Different BI-RADS breast cancer diagnosis using MobileNetV1 and vision transformer based on explainable artificial intelligence (XAI).
Authors
Affiliations (2)
Affiliations (2)
- Physics Department, Faculty of Science, Mansoura University, Mansoura, 35516, Egypt.
- Information Technology Department, Faculty of Computers and Information, Mansoura University, Mansoura, 35516, Egypt. [email protected].
Abstract
Breast cancer (BC) remains one of the leading causes of death among women in the world, depending on the requirement for precise, effective, and interpretable computer-aided diagnosis systems (CADs). In this work, a hybrid deep learning (DL) framework is presented for multi-class BI-RADS BC classification using mammographic images. This framework fuses MobileNetV1, a lightweight convolutional neural network (CNN), to capture fine-grained local features and combines it with a Vision Transformer (ViT) to model global contextual connections, thereby enabling corresponding representation learning through a dual-stream structure. The evaluation was performed on the publicly available King Abdulaziz University BC Mammogram Dataset (KAUBC), which includes multi-view mammograms (craniocaudal (CC) and mediolateral oblique (MLO)) arranged according to the BI-RADS classification scheme and characterized by class imbalance. Feature-level fusion is performed, followed by a bagging-based logistic regression (LR) classifier to enhance robustness and decrease prediction conflict. The proposed approach was extensively analyzed using 5-fold cross-validation and compared with multiple state-of-the-art CNN and transformer models, each fused with various machine learning (ML) classifiers.
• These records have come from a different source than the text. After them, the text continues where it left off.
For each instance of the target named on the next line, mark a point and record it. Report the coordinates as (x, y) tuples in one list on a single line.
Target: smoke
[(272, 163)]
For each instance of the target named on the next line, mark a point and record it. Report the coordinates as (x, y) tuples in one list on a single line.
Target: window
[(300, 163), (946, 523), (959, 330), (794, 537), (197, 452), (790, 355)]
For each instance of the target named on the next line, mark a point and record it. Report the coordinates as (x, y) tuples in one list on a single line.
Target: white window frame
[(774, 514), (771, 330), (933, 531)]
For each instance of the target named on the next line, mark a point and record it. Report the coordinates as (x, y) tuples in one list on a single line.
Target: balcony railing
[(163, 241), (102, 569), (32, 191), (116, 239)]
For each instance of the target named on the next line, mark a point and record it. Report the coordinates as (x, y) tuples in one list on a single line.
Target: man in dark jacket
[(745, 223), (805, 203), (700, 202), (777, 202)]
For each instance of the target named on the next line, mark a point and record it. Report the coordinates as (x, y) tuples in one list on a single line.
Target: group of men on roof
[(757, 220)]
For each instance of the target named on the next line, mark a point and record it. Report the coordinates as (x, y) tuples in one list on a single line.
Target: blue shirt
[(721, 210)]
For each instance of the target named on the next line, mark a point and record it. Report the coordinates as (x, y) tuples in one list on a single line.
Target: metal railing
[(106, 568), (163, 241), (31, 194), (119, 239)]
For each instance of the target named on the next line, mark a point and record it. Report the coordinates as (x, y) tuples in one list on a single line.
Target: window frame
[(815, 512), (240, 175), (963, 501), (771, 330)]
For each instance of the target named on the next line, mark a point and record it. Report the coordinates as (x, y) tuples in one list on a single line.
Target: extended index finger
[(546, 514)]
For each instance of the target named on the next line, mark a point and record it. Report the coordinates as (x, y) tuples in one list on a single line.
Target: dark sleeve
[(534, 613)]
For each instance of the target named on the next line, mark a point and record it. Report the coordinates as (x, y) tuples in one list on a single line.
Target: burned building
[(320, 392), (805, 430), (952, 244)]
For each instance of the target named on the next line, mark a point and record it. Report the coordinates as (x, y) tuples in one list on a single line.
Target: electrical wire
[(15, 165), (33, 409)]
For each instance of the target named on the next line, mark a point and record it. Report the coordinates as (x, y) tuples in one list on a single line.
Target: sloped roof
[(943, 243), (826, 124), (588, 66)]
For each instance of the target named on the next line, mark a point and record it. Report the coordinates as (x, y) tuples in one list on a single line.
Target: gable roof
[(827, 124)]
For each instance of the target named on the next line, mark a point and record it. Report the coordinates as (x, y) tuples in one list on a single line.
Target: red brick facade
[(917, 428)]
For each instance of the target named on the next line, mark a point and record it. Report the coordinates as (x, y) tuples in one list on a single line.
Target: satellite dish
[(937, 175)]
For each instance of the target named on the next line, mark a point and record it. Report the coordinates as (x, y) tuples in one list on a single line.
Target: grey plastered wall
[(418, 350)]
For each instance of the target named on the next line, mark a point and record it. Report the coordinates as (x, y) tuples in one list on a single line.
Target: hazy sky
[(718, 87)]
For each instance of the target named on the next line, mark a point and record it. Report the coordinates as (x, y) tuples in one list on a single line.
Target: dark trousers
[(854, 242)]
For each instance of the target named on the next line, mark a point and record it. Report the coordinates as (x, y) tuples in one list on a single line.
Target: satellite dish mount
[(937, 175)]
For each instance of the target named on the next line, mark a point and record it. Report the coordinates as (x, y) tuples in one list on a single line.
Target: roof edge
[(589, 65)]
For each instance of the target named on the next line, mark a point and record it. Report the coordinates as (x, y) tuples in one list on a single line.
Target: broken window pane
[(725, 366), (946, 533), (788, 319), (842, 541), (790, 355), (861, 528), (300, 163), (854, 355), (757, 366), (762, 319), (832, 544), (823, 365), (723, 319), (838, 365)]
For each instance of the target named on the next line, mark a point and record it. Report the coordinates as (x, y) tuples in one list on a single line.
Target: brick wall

The experimental results demonstrate higher and stable performance across all BI-RADS categories, with accuracy (ACC), sensitivity (SEN), and specificity (SPE) exceeding 99%. In addition, explainable artificial intelligence (XAI) techniques, including Grad-CAM and Grad-CAM++, were applied to provide clinically interpretable visual explanations by highlighting diagnostically relevant regions in mammograms. These results indicate that the proposed MobileNetV1-ViT-Bagging framework recommends an effective, computationally structured, and explainable solution for multi-class BI-RADS BC diagnosis, with strong potential for clinical decision-support applications.